THE SECRET LIFE OF HOUDINI: THE MAKING OF AMERICA'S FIRST SUPERHERO (2006) by William Kalush and Larry Sloman, New York, ATRIA books, 591 pages.
This is truly the greatest biography of Harry Houdini that has ever been written. Working from millions of pages of material, the authors give the finest account of Houdini's life, skills, accomplishments and impact. If there are two things slightly amiss here, they are simple: the title should have been kept short, and the personality of Houdini should have been better described (i.e., the authors never even agree on the color of Houdini's eyes, which were coincidentally the same color as mine).
The animadventures of Houdini's parents, which would lead to his successes, is outlined with loving care and accuracy. Houdini trained at a circus, with acrobats, contortionists, magicians and escape artists starting at age 12. By the time he was 20, he was performing great shows and would soon serve as a ('lay'?) policeman, and as a spy for the Secret Service. The disgusting Spiritualist movement and its probable responsibility for the death of Houdini is explored - and it is at that juncture this book becomes a haunting, addicting read.

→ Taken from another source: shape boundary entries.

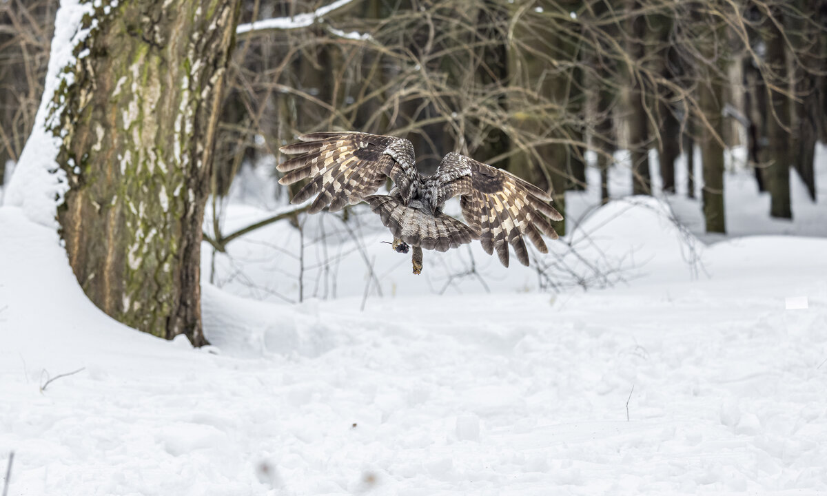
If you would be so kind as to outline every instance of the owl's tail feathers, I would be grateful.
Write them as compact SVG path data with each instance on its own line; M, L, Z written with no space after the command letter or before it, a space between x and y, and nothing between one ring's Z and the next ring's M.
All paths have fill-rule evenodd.
M454 217L406 207L392 196L375 194L365 198L394 237L426 250L447 251L480 237L480 233Z

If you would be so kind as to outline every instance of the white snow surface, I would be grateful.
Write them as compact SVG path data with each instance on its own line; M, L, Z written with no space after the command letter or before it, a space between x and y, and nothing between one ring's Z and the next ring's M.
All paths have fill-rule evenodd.
M353 0L336 0L327 5L317 8L312 12L304 12L285 17L273 17L264 21L239 24L236 28L236 34L241 35L248 31L263 29L297 29L299 27L307 27L308 26L312 26L317 20L323 17L328 12L332 12L352 1Z
M490 294L361 312L364 265L335 301L205 284L213 346L195 350L103 314L54 230L2 207L9 494L827 491L827 240L717 243L693 279L650 203L590 222L619 212L600 249L649 263L614 289L526 293L517 265Z
M55 208L63 201L66 188L65 174L55 162L60 138L46 131L46 119L53 106L55 90L64 79L60 73L74 62L72 53L74 46L88 31L79 30L80 21L91 9L91 2L60 2L60 8L55 14L43 98L35 116L35 125L4 195L0 197L2 204L22 207L29 218L44 226L57 226Z

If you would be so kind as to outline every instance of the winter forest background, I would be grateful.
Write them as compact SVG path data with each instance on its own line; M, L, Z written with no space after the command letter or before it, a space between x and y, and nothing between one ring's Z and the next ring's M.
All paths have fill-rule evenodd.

As an example of the book's thoroughness - and seeming controversy of that thoroughness - here and only here you'll read about the fight to the death between Sir Arthur Conan Doyle and Houdini. This may feel wrong to the English reader; yet the exposé is intense and accurate. Doyle had wanted Houdini to be the Spiritualist poster boy; Houdini was keeping Sir Arthur at arm's length. Houdini wanted to believe, but he had no sympathy for frauds.
Their friendship destroyed, both men went on the warpath, but Doyle's conduct is a disgrace. What is not commonly known is Houdini suffered at least two previous assassination attempts. Were these the work of Sir Arthur? Not only is Sir Arthur convincingly implicated in Houdini's death; the biography demonstrates the cynical way in which Sir Arthur pursued Houdini's widow Bess to join the cause after Houdini died (he referred to her in a disparaging way as "the widow"). Lonely, alcohol- and drug-addicted, Bess went along with any fakery proposed to her until she could take it no more.
Harry Houdini is a deserved global icon. He singlehandedly invented spycraft as we understand it - including his invention of the disposable one-time camera - and put it to good use prior to (and during) WWI. Houdini created strides in law enforcement and penology that were second only to the original work of Vidocq.
He laid the foundations of modern stage illusion, magic, even film stunt work. He served as an inspiration for, and was a lifelong friend of, Buster Keaton's (legend has it that Houdini gave Buster the nickname). Houdini's sad, agonizing death, likely at the hands of a Spiritualist-hired assassin, will leave you weeping.
Though I am refreshed by the pure information in the book, it is a minor irritant that there is not one single note or even a decent bibliography here - which I view as heresy. Instead, the authors opted to publish their notes online, and I will not go digging for them. I promise, by the time you get to page 13, you will not want to go digging either.
The book is too good and if I may contradict myself, frankly it is refreshing to keep the notes and annoying footnotes out of the way.
Erik "Harry" Weisz, a handsome, caring boy, the rabbi's son, grew to be an amateur scientist, the first scientific 'paranormal researcher', an inventor, author, engineer, machinist, spymaster, police/prison consultant, exposer of frauds, lobbyist for new American "anti-psychic fraud" laws, film producer and star, Secret Service Agent, spy and master illusionist (he made an elephant disappear in the middle of a circus ring, in my opinion his greatest trick).
To say he was a mere magician is an insult. He has inspired countless characters, undeservedly cheesy films have been made of his life, and everyone always fouls the details of his sad, untimely death.
This is the book to read to get all the details.
This is the book about that great man who came to be known as HOUDINI.